The American Hospital Association, the industry’s primary lobbying arm, has consistently opposed site-neutral proposals. The AHA argues that hospital outpatient departments face regulatory, staffing, and safety requirements that independent offices do not, and that flattening payments would ignore those real cost differences. The group has warned that site-neutral cuts could trigger closures, particularly among rural and safety-net hospitals operating on thin margins.
Where legislation stands
Site-neutral payment bills have gained traction in recent congressional sessions. The Lower Costs, More Transparency Act passed the House Energy and Commerce Committee in December 2023 with bipartisan support, and the SITE Act has been reintroduced in subsequent sessions. Neither has reached a full floor vote, in part because hospital lobbying groups have mounted aggressive campaigns warning of service cuts and job losses.

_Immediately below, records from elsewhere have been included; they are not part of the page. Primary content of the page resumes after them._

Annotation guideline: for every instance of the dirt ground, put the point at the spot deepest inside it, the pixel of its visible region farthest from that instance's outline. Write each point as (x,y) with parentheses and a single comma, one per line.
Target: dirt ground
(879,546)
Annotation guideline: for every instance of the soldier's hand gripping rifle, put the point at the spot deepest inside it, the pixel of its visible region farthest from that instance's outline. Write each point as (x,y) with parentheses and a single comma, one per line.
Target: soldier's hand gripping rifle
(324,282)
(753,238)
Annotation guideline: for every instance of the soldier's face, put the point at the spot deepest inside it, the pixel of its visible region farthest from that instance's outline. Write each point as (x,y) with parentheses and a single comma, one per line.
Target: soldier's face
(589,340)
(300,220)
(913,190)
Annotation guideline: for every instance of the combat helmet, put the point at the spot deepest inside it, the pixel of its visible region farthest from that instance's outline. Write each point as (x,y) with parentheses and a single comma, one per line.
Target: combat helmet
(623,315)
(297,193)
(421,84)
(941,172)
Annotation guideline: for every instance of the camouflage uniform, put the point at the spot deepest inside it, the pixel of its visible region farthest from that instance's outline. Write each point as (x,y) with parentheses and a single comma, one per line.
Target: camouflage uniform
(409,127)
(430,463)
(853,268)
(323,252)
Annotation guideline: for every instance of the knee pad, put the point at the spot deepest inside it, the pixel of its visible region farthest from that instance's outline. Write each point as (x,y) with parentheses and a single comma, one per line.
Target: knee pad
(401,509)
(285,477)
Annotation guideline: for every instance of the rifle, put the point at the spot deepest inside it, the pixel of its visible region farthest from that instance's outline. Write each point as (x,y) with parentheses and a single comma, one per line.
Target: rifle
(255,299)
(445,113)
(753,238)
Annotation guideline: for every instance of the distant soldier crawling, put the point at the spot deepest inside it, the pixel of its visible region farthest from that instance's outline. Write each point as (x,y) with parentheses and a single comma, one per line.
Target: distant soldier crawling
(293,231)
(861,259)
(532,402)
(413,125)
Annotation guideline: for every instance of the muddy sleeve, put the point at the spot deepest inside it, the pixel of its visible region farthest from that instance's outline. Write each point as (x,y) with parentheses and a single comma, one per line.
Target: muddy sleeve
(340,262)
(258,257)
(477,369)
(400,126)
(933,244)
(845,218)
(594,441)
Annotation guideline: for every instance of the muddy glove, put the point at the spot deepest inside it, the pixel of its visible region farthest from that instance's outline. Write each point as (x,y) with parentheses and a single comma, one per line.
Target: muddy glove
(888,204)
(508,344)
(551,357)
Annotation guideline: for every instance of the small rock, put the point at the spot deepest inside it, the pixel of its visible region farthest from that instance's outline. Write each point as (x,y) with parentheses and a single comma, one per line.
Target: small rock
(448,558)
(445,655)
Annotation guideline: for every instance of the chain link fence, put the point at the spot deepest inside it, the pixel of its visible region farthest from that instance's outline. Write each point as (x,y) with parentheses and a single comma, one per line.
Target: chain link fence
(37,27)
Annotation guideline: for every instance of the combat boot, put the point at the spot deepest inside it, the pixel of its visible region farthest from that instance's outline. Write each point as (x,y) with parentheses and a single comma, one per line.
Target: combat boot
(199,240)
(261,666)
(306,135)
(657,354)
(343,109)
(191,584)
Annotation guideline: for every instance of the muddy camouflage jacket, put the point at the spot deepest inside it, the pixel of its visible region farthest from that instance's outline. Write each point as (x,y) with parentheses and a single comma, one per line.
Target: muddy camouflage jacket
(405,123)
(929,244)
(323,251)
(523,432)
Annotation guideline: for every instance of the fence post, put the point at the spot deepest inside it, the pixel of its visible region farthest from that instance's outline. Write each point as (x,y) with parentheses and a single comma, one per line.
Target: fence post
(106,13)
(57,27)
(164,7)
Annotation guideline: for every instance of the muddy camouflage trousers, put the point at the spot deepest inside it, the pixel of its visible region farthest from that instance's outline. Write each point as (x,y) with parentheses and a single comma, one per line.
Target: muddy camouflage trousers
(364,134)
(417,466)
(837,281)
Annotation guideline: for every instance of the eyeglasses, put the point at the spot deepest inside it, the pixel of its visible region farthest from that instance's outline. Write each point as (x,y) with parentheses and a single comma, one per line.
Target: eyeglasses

The Ways and Means Committee holds jurisdiction over Medicare payment policy, making the April 28 hearing more than political theater. Chairman Smith’s confrontational tone suggests the committee is laying groundwork for a scored legislative proposal. But turning a combative hearing into law requires agreement on carve-outs for rural hospitals, teaching institutions, and safety-net facilities that serve disproportionate shares of Medicaid and uninsured patients. It also requires coordination with the Senate Finance Committee and other House panels that share health-program oversight.
Democratic members have signaled support for addressing unjustified price disparities while insisting on protections for underserved communities. The committee’s Democratic caucus has previously backed transparency measures and targeted payment adjustments, though the scope of reform they would accept remains an open question heading into markup season.
What the hearing record still owes the public
The written submissions offer a primary record of how hospital leaders framed their defense, but without published transcripts, the public cannot yet verify how executives responded under direct questioning about specific pricing examples or patient stories raised by members. Whether the committee releases supporting data, such as facility fee comparisons or internal financial analyses submitted by the hospital systems, will shape how observers evaluate the competing claims.
For patients, the practical takeaway is immediate: anyone scheduled for outpatient care at a clinic affiliated with a hospital system should ask before the visit whether a facility fee will appear on the bill. That single question can reveal hundreds of dollars in charges that would not apply at an independent office down the street.
The broader fight now moves from the hearing room to the drafting table. MedPAC recommendations are on the record. CBO savings estimates are in hand. Bipartisan frustration was on full display under the hearing room lights. The political ingredients for site-neutral reform have not been this concentrated in years. Whether Congress acts on them, or whether hospital lobbying once again runs out the legislative clock, will determine how long patients keep paying a premium for a label on a building rather than a difference in care.